BACKGROUND

The current study aimed to evaluate the relationship between baseline serum lipoprotein (a) [Lp(a)] level and heart failure with reduced ejection fraction (HFrEF) development.

METHODS

This was a retrospective study, and participants were enrolled from the outpatient clinic. All data were extracted from the electronic health record of the outpatient clinic system. The follow-up was performed through reviewing the clinical notes at the outpatient clinic system, and study outcome of the current study was the first diagnosis of HFrEF. Participants were divided into low Lp(a) (<30 mg/dl, n = 336) and high Lp(a) (≥30 mg/dl, n = 584) groups.

RESULTS

Individuals in the high Lp(a) group were more likely to be men and have diabetes mellitus (DM) and dyslipidemia. Increased Lp(a) at baseline was positively associated with serum N-terminal pro-B natriuretic peptide level while negatively associated with left ventricular ejection fraction (LVEF) at follow-up.
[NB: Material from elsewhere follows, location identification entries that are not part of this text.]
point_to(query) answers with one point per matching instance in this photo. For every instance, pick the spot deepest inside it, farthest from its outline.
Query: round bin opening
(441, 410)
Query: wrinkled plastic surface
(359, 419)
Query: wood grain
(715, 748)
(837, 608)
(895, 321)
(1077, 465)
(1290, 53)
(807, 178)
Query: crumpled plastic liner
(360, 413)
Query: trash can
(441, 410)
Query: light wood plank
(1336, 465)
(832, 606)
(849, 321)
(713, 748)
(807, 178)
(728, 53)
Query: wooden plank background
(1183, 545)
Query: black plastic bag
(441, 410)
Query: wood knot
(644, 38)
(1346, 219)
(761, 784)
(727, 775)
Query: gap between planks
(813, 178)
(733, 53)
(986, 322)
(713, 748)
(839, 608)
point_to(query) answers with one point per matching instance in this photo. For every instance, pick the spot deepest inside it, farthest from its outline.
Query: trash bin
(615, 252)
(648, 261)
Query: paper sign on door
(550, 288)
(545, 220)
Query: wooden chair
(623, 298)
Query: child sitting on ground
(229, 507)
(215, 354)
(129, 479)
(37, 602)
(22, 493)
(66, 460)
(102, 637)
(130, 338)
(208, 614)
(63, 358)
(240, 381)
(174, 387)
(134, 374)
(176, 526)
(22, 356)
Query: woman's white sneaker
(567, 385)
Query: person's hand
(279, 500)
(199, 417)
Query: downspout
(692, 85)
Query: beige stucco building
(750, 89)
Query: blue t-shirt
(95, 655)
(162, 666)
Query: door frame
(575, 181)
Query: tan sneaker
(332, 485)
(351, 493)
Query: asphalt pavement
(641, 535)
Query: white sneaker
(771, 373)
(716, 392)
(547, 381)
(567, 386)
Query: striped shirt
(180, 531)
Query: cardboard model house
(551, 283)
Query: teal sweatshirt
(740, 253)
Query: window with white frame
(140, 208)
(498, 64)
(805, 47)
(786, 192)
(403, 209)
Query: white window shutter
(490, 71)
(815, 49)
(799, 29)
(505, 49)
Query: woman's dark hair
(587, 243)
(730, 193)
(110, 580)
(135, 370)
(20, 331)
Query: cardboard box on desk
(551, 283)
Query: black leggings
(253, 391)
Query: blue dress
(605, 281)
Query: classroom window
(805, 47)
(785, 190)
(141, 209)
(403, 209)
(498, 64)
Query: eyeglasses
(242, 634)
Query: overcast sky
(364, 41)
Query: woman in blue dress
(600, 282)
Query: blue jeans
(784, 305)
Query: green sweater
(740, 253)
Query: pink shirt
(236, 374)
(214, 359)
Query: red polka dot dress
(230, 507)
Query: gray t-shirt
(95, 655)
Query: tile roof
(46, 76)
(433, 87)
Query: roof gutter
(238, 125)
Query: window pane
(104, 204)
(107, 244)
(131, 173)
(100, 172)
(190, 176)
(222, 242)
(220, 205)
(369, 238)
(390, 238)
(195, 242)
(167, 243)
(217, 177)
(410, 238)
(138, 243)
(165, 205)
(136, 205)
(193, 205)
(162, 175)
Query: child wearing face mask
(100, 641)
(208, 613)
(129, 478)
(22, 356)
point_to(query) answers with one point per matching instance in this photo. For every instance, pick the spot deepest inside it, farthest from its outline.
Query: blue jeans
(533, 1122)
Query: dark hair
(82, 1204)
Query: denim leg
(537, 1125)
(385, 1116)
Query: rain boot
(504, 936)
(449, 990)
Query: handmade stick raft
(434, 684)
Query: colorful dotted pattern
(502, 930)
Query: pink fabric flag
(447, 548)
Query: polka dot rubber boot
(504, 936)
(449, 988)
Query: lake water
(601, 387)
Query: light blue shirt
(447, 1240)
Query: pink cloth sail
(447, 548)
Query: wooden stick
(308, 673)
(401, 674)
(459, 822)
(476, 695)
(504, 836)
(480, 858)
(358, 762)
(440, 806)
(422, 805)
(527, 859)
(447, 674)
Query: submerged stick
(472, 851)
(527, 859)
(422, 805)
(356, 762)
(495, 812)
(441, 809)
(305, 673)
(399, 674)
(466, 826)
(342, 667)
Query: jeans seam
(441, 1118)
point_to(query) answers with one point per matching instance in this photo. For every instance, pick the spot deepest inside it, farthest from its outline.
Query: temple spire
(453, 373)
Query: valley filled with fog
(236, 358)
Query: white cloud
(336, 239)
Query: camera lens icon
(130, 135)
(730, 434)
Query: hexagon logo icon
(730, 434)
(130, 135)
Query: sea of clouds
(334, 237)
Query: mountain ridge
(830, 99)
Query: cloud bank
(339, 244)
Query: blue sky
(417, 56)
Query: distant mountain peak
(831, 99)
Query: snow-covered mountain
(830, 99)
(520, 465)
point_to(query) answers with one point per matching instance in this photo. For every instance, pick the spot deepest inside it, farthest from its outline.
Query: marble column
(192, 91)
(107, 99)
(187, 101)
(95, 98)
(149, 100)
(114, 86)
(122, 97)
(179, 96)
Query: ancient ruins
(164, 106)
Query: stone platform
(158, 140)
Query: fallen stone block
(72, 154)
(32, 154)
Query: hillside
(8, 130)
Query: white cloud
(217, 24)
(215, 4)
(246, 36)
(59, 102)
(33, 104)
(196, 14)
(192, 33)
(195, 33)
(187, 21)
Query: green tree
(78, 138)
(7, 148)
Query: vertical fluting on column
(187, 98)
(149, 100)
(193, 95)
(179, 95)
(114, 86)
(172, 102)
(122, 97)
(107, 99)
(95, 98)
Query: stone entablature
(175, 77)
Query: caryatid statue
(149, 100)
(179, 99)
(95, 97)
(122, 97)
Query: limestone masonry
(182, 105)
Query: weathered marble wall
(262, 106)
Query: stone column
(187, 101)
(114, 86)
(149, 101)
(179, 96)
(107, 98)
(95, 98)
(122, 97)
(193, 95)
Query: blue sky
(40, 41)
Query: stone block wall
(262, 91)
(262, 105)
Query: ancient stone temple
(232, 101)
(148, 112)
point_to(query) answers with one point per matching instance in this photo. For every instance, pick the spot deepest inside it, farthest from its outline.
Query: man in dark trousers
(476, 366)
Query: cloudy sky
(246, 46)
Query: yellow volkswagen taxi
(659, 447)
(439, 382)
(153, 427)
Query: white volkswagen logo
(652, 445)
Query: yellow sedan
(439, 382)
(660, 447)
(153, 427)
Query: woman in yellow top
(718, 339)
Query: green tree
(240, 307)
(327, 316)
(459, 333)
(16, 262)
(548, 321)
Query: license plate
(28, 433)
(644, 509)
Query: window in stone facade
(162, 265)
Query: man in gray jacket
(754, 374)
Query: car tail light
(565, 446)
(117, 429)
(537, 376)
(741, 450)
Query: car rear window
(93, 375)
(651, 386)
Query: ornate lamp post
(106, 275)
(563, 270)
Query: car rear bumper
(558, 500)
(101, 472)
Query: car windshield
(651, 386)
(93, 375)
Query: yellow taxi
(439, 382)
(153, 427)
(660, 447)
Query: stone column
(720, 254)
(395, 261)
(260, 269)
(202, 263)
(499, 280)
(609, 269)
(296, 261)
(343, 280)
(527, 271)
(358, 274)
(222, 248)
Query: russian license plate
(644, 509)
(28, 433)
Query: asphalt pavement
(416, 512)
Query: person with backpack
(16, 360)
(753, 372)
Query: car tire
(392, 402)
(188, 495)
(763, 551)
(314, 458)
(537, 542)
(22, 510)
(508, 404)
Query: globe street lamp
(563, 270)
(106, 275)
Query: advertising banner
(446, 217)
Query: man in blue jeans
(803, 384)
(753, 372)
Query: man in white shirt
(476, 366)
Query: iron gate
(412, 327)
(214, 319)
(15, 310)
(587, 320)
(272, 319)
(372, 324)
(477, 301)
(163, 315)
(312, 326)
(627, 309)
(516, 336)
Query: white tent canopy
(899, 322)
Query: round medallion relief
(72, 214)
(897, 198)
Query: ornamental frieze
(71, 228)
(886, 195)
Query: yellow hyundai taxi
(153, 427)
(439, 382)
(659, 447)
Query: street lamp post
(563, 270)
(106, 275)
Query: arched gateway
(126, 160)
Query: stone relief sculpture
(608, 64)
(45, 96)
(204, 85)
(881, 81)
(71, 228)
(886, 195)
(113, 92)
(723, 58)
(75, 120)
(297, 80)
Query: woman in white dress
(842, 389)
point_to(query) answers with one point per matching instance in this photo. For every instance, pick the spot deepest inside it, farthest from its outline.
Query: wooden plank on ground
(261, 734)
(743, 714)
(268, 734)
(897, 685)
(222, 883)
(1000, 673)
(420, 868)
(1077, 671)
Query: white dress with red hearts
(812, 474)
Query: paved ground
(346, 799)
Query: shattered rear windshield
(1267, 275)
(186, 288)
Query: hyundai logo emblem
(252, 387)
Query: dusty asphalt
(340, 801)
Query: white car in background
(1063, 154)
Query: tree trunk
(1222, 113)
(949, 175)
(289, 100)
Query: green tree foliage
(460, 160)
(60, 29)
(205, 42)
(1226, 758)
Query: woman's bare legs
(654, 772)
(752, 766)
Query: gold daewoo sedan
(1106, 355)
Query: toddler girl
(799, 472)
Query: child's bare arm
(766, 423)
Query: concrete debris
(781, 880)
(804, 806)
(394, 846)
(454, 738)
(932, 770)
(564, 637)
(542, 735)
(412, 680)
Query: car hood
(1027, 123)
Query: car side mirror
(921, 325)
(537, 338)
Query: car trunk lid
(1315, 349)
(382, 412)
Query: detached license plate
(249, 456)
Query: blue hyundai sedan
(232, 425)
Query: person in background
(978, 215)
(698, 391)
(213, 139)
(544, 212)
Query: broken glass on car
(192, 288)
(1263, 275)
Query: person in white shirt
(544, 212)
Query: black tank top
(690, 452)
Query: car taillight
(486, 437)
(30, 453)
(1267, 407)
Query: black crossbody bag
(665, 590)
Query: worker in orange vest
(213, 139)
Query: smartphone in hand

After adjusting for covariates, per 10 mg/dl increase in baseline Lp(a) remained significantly associated with HFrEF, with odds ratio of 1.17 (95% confidence interval of 1.05, 1.46). The magnitude of association between baseline Lp(a) level and HFrEF was greater in men and in individuals with DM or coronary heart disease (CHD), while it was weaker in individuals treated with beta-blocker at baseline.

CONCLUSION

Increased Lp(a) at baseline was associated with HFrEF development. The adverse effects of Lp(a) were greater on men and individuals with DM or CHD, which were mitigated by beta-blocker therapy. These findings together underscore the possibility and usefulness of Lp(a) as a new risk factor to predict HFrEF.